In 2024, it’s strange to look back at corona and realise how dystopian it all felt.
Not in a dramatic, movie like way, but in a quiet, unsettling one. Empty streets. Daily death counts. Rules changing overnight. Life reduced to press conferences and notifications. It still doesn’t feel that long ago.
I remember watching YouTube vlogs about an Irish teacher living in Wuhan, long before it supposedly hit the UK. At the time, it felt distant. Almost unreal. Like something happening on another planet. I remember thinking how surreal it looked, cities shut down, people masked, routines erased. None of us really believed it would reach us in the same way.
And then it did.
We all know we locked down far too late. By the time it became real, it was already everywhere. Suddenly the world felt paused, but also constantly on edge. Time moved strangely. Days blurred together, yet the fear felt sharp and constant.

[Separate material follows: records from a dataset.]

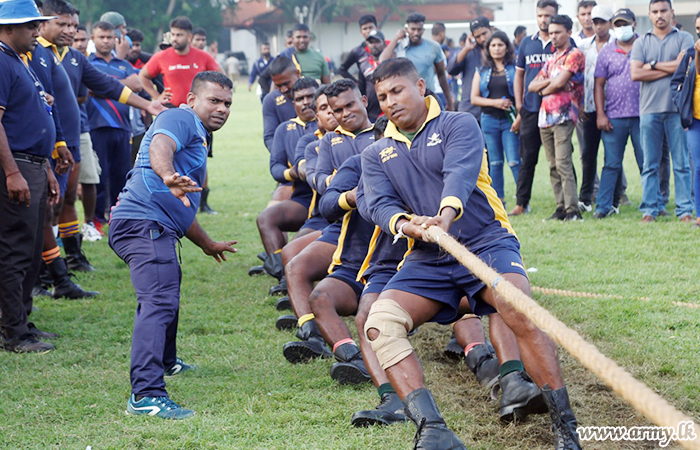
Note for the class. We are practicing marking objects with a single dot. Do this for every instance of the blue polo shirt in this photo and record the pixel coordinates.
(27, 119)
(145, 195)
(105, 112)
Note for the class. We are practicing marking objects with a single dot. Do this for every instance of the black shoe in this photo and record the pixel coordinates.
(432, 433)
(390, 410)
(63, 285)
(286, 322)
(280, 289)
(350, 368)
(520, 397)
(38, 334)
(75, 258)
(559, 214)
(26, 344)
(483, 363)
(563, 419)
(203, 205)
(284, 304)
(453, 350)
(256, 270)
(304, 351)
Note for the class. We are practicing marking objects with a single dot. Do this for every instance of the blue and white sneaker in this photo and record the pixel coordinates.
(179, 367)
(161, 407)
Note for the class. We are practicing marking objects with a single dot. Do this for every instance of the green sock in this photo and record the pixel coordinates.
(385, 388)
(510, 366)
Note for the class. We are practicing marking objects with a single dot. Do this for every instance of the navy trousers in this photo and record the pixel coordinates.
(149, 249)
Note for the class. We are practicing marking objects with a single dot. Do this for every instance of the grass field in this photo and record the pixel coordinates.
(247, 396)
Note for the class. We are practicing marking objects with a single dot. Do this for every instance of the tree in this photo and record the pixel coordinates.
(152, 17)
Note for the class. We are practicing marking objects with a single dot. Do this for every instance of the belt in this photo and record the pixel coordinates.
(26, 157)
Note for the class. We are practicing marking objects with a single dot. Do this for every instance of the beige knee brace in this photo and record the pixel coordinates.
(393, 323)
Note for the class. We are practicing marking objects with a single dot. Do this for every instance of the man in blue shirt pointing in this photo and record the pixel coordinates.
(156, 208)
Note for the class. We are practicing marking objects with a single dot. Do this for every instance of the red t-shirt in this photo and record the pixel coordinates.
(179, 70)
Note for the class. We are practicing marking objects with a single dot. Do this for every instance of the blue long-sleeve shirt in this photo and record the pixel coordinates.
(444, 166)
(334, 149)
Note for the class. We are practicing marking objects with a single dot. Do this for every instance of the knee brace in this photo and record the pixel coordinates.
(393, 323)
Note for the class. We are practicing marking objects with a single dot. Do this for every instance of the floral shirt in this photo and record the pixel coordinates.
(563, 105)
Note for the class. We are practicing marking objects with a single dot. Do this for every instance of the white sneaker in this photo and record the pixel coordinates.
(90, 233)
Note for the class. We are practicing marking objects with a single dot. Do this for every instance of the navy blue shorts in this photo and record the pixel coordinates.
(348, 276)
(315, 223)
(331, 233)
(447, 281)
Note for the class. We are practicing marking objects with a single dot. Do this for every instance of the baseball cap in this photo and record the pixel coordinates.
(624, 14)
(601, 12)
(376, 34)
(14, 12)
(479, 22)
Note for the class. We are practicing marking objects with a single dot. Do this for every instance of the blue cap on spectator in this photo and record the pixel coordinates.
(20, 11)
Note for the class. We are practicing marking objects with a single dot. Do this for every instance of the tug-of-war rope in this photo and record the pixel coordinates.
(634, 392)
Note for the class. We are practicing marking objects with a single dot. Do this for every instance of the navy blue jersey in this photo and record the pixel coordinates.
(444, 166)
(334, 149)
(355, 231)
(27, 118)
(276, 109)
(145, 196)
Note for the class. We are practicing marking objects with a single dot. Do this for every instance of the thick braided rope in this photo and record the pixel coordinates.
(563, 293)
(636, 393)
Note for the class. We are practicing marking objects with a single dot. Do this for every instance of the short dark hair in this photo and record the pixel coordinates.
(281, 64)
(395, 67)
(367, 18)
(438, 27)
(415, 18)
(545, 3)
(182, 23)
(304, 83)
(210, 76)
(338, 87)
(135, 34)
(563, 20)
(586, 4)
(102, 25)
(300, 27)
(57, 8)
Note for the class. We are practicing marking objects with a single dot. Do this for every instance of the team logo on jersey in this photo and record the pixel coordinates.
(434, 140)
(388, 153)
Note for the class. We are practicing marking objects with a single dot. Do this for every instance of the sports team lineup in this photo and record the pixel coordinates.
(386, 244)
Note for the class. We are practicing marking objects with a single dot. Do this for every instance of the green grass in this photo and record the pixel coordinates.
(248, 397)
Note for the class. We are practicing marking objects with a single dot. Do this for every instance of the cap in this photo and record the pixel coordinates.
(601, 12)
(20, 11)
(479, 22)
(114, 18)
(624, 14)
(376, 34)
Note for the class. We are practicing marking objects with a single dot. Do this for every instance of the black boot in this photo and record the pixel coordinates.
(310, 346)
(483, 363)
(63, 285)
(432, 433)
(75, 258)
(563, 419)
(390, 410)
(203, 205)
(350, 368)
(520, 397)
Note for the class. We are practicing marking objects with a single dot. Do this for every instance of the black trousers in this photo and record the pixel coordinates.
(530, 143)
(21, 241)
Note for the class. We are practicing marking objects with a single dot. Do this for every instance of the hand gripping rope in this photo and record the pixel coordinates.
(636, 393)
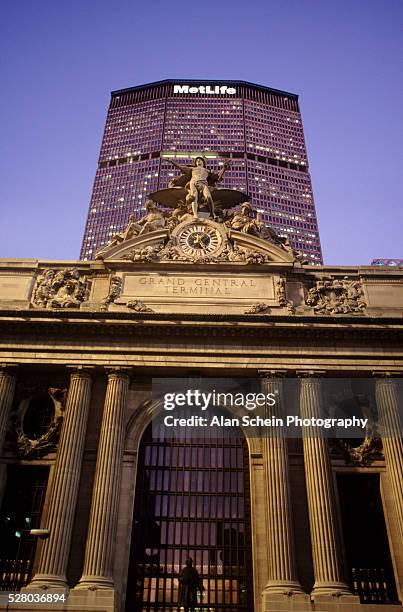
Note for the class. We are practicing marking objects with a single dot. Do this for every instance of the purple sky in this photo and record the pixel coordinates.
(61, 59)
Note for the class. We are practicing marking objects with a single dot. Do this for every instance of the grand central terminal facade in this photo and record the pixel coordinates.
(98, 509)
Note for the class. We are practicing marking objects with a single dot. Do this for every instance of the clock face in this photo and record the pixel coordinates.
(199, 240)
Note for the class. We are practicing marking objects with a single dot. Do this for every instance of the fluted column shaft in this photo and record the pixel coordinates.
(7, 388)
(387, 400)
(66, 479)
(282, 570)
(326, 553)
(98, 563)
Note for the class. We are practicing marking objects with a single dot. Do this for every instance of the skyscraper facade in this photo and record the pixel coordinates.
(259, 129)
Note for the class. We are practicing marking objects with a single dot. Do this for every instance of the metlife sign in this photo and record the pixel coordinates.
(210, 90)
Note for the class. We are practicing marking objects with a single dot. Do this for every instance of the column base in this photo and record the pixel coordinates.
(93, 599)
(280, 587)
(48, 582)
(276, 599)
(93, 583)
(332, 590)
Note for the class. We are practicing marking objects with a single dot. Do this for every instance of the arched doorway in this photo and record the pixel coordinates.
(192, 500)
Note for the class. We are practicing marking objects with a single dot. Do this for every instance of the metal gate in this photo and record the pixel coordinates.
(192, 500)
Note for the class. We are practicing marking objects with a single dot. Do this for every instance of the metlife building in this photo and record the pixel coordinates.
(258, 128)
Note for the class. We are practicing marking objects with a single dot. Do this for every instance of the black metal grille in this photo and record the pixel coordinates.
(373, 585)
(365, 538)
(192, 500)
(20, 512)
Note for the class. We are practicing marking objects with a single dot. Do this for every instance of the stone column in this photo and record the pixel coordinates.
(101, 537)
(62, 506)
(282, 570)
(8, 377)
(326, 553)
(387, 399)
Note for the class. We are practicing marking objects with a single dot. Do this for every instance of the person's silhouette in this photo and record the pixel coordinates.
(189, 584)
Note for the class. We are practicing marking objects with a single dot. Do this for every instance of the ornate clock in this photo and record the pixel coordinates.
(199, 238)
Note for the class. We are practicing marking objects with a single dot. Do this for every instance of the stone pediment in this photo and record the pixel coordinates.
(199, 241)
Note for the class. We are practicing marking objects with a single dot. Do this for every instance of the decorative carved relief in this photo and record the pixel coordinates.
(281, 295)
(370, 449)
(34, 436)
(335, 296)
(260, 308)
(115, 289)
(138, 306)
(60, 289)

What makes it feel especially dystopian looking back is how quickly we adapted. How normal the abnormal became. Standing two metres apart. Watching loved ones through screens. Accepting that weddings, funerals, birthdays, and goodbyes could be postponed indefinitely.
We were living through history without fully realising it.
In 2024, life looks busy again. Loud again. Full again. But there’s still a part of me that remembers how fragile everything felt. How quickly certainty disappeared. How the world we trusted could shut down overnight.
It wasn’t just a pandemic. It was a collective loss of innocence. A reminder that structure, routine, and safety are never guaranteed.
And even though it feels like yesterday, it already belongs to another version of us.